После первого же занятия Михрютка проникся к наставнику таким безграничным уважением, что обращался не иначе как на «вы» и по имени-отчеству.

– Ладно, ладно, еще не тому обучу, – Вадичка снисходительно похлопал его по щеке. – Я пока сосну чуток, а ты покидай камни. Только отъедь в сторону, чтоб не греметь!

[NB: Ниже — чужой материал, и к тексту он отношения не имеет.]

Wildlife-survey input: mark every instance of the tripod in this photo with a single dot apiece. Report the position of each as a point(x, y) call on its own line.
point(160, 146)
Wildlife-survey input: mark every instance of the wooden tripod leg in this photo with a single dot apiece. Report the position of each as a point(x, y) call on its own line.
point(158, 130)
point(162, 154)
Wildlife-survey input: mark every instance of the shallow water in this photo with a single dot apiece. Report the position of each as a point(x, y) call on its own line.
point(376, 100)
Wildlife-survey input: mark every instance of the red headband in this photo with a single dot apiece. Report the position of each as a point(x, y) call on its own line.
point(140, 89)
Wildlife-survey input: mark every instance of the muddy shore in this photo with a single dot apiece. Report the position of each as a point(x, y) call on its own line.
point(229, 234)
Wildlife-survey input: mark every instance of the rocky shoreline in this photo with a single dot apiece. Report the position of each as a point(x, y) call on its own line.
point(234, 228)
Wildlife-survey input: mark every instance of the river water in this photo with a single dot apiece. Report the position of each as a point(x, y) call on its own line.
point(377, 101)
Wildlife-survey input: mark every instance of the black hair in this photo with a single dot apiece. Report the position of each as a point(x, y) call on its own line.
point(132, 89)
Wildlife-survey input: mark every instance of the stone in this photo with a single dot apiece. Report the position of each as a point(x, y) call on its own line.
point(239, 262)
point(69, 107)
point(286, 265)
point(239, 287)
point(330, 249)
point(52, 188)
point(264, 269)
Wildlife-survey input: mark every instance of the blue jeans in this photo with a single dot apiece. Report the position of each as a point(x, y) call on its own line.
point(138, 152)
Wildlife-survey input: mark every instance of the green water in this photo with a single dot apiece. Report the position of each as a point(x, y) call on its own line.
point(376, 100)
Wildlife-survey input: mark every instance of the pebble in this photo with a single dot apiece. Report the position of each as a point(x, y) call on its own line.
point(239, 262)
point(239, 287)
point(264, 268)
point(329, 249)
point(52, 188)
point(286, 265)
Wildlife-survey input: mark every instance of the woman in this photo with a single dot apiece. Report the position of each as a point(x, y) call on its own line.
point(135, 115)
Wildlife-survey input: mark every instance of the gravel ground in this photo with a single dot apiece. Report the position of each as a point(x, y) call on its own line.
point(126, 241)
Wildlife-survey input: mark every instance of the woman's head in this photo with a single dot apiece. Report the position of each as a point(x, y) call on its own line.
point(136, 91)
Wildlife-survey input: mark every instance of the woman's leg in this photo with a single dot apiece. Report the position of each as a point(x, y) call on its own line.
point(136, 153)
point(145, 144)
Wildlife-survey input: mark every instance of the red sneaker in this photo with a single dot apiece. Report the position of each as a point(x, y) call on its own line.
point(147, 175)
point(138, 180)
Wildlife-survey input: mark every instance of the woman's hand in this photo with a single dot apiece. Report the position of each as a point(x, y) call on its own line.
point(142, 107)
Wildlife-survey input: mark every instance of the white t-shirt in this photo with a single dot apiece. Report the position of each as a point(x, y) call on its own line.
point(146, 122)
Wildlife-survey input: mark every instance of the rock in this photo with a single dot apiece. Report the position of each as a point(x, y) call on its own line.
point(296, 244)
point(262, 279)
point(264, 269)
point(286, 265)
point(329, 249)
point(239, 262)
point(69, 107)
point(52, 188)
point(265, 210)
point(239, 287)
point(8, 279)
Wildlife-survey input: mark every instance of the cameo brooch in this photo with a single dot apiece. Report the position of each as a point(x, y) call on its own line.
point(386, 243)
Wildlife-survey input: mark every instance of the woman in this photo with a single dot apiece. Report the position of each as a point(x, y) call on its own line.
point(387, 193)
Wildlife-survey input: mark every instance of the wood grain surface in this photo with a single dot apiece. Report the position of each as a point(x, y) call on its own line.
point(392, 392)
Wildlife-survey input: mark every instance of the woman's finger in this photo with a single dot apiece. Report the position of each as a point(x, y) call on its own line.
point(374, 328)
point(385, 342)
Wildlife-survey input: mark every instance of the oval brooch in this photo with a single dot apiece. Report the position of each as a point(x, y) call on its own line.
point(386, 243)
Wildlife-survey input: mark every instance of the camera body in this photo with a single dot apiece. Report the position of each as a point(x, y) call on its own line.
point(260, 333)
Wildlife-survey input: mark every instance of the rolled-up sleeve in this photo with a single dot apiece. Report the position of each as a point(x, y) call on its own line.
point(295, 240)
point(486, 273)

Довольный собой, Вадичка раскинулся на траве. Он чувствовал себя миссионером, несущим культуру диким туземцам. А Антон просто чувствовал себя совершенно переполненным счастьем.

* * *

Однажды он вернулся далеко за полночь. Листопад, как обычно, отсутствовал. Зато Вадичка не спал. Лежал с открытыми глазами на приступочке и, не мигая, смотрел в темный потолок.

– Нагулялся вволю? – процедил он, дождавшись, когда приятель вскарабкается на печь.

– Да. А ты что один? Девиц ведь полно, – счастливому Антону хотелось, чтоб были счастливы все остальные. Даже Непомнящий.

– Девиц! Хватаетесь за что ни попадя, – со смешком огрызнулся тот. – Знай, мальчик: вкусивший «Абрау-Дюрсо» на дешевую бормотуху размениваться не станет. Вот до Твери доберусь, а там Вике себя во всю мощь покажу.

Сказать о том, что накануне отъезда он получил от Вики отлуп, Вадичке не позволило самолюбие. Но и слышать в темноте счастливое дыхание другого было нестерпимо.

– А ты, небось, с Лидкой опять валандался?

Тон его Антону не понравился, и он предостерегающе свесился вниз:

– Предположим. Что с того?

– Да ничо. Для друга не жалко.

– Что-о?!

– Неужто не говорила? – Вадичка ощерился. – Глазки-то, поди, закатывала? О, это она любит, под девочку поломаться!.. Ты чего вылупился? До сих пор не поимел, что ли? От пентюх! Классик платонической любви. Кончай ты эти антимонии. Первым делом за вымя хватай. То-то завоет от удовольствия… Чего молчишь? Спишь, что ли?! Тогда спокойной ночи.

Антон, опустошенный, вцепился зубами в руку, чтоб не всхлипнуть, и беззвучно содрогался, мотая от безысходности головой.

Вскорости захрапел сгадюшничавший, а потому вернувшийся в хорошее расположение духа Непомнящий.

Уснуть Антон больше не смог. Он спрыгнул на пол, тихонько оделся и выскользнул из избы. Добрел до барака студенток, забарабанил в окно.

– Кто еще? – выглянуло чье-то заспанное лицо.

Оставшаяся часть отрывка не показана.